What she was thinking was This is so easy. . .
He stepped back, looking wetter already. Without somewhere to go he’d be drenched in minutes, and if he had somewhere to go to, why was he here? Thoughts Zoë pushed away, like she tried to push the next one away, but couldn’t: it had wormed into her, and wasn’t going anywhere. I’m sorry, she said again, then realized she hadn’t spoken. ‘I’m sorry.’
He might have nodded.
‘But, look . . .’
Feet clattered on the road behind them, but when she turned it was a couple flashing past en route to pub or restaurant or taxi . . . Somewhere dry, where they always let you in, unless you were desperate.
‘But look, I need money.’
He might have tilted his head to one side. Maybe she did. A matter of perspective. And maybe the whole damn world shifted on its axis: little fucking point in making an opera out of it. ‘I need money,’ she repeated, her voice harder. ‘A tenner. Five, even. Whatever, I’ll find you and pay you back. Ten times over. But I need it now.’
If there’d been something to hide behind or crawl under instead of doing this – a blade of grass; a stone – she’d have hidden, she’d have crawled. But his gaze had dropped to the knife again, and her grip on it tightened without apparent intention on her part. He reached into the pocket of what had once been somebody else’s jeans. If he’d speak, she thought, if he’d say anything, if he’d tell me to fuck off, tell me he’d die tonight without his coat and hat, I’d give them back and take my chances. I would rather face three men with guns than live through this again.
She didn’t look at the coins he handed her; just stuffed them into the pocket that used to be his.
‘I will find you,’ she said.
He said nothing.
‘I will.’
He said nothing.
She turned, pocketing the knife. There were steps up to the road. At the top she looked back, as if to underline her promise, but he’d gone, of course, with his laundry bags; had melted into the shadows of a bad world that had just got worse.
A left turn took her towards the city centre. Beyond the junction she hopped a bus heading north: coins from her new hoard paid the fare. The driver wrinkled his nose as she boarded, but that was mild compared to drowning her. At the back, Zoë sat staring out. This rain wasn’t giving up any time soon. Nothing you wanted to be out in without coat and hat. Survival, though, meant prioritizing. Survival meant forgetting what was done and concentrating on what came next. She had no plan. She had little idea of what was going on, except that the possibility that it concerned Alan Talmadge had receded, unless there was a conspiracy; unless there was a whole raft of Talmadges out there, enraged she’d cottoned on to them . . .
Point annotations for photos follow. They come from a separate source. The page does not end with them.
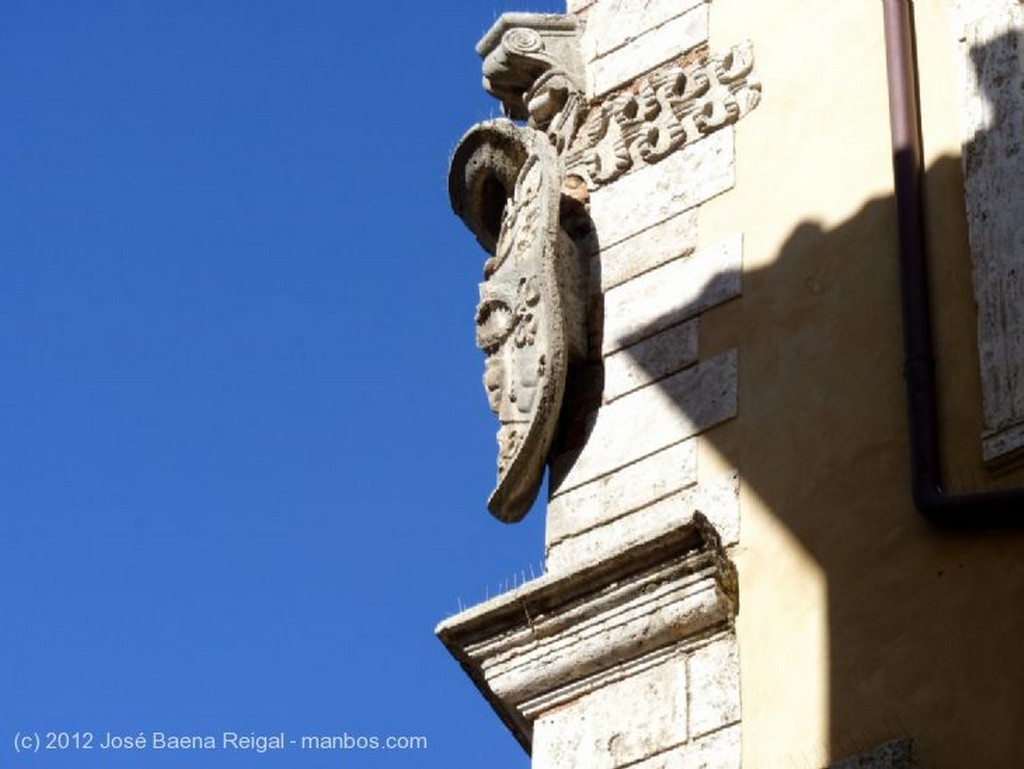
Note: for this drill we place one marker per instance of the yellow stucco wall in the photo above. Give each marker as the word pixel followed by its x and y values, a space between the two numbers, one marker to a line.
pixel 859 622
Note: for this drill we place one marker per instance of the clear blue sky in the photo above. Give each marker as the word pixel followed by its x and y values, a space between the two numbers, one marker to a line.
pixel 244 447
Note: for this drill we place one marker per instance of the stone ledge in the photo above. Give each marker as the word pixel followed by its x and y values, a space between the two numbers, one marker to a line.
pixel 560 630
pixel 655 46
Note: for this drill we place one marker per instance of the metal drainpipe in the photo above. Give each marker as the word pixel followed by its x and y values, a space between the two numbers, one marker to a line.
pixel 983 509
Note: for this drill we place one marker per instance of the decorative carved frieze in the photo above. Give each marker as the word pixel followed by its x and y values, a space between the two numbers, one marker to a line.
pixel 558 637
pixel 663 113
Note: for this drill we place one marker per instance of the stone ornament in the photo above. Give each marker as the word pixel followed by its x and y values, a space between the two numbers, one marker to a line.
pixel 663 113
pixel 505 183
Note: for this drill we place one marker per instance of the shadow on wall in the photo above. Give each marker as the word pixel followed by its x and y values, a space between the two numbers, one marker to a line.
pixel 924 625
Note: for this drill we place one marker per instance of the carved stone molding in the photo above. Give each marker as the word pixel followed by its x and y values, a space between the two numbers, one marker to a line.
pixel 560 636
pixel 505 182
pixel 531 65
pixel 662 113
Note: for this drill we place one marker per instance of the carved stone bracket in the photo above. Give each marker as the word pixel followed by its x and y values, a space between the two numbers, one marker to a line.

. . . The shakes were setting in. The warning was deep in her bones. Her arm, where he’d kicked her, was still buzzing: she didn’t think it was broken, but he hadn’t done her any good . . . This, though, was dwelling on the past. What she needed was a plan.
The bus pulled up outside Borders. She counted her money: a little over nine pounds. For some while, she’d kept a thousand pounds’ fuck-you cash taped in a recess behind her kitchen sink, but this would have been as handy if she’d mailed it to the moon. One of those three would be watching her flat. She’d have to be an idiot to return there, but they didn’t know she wasn’t an idiot. It was possible they held conclusive proof that she was. So nine pounds, which would barely get her out of the county. She needed food; she needed shelter. There were only so many places you could go to demand such treatment.
And all of them, she needed soon. These shakes, her bruises, all the rough treatment: they’d knock her off her feet. This, too, was what survival meant: knowing when to lick your wounds. She needed her car, was what it came down to. She didn’t have her car keys, but that was the smaller problem: if she had her car, everything else she could cope with.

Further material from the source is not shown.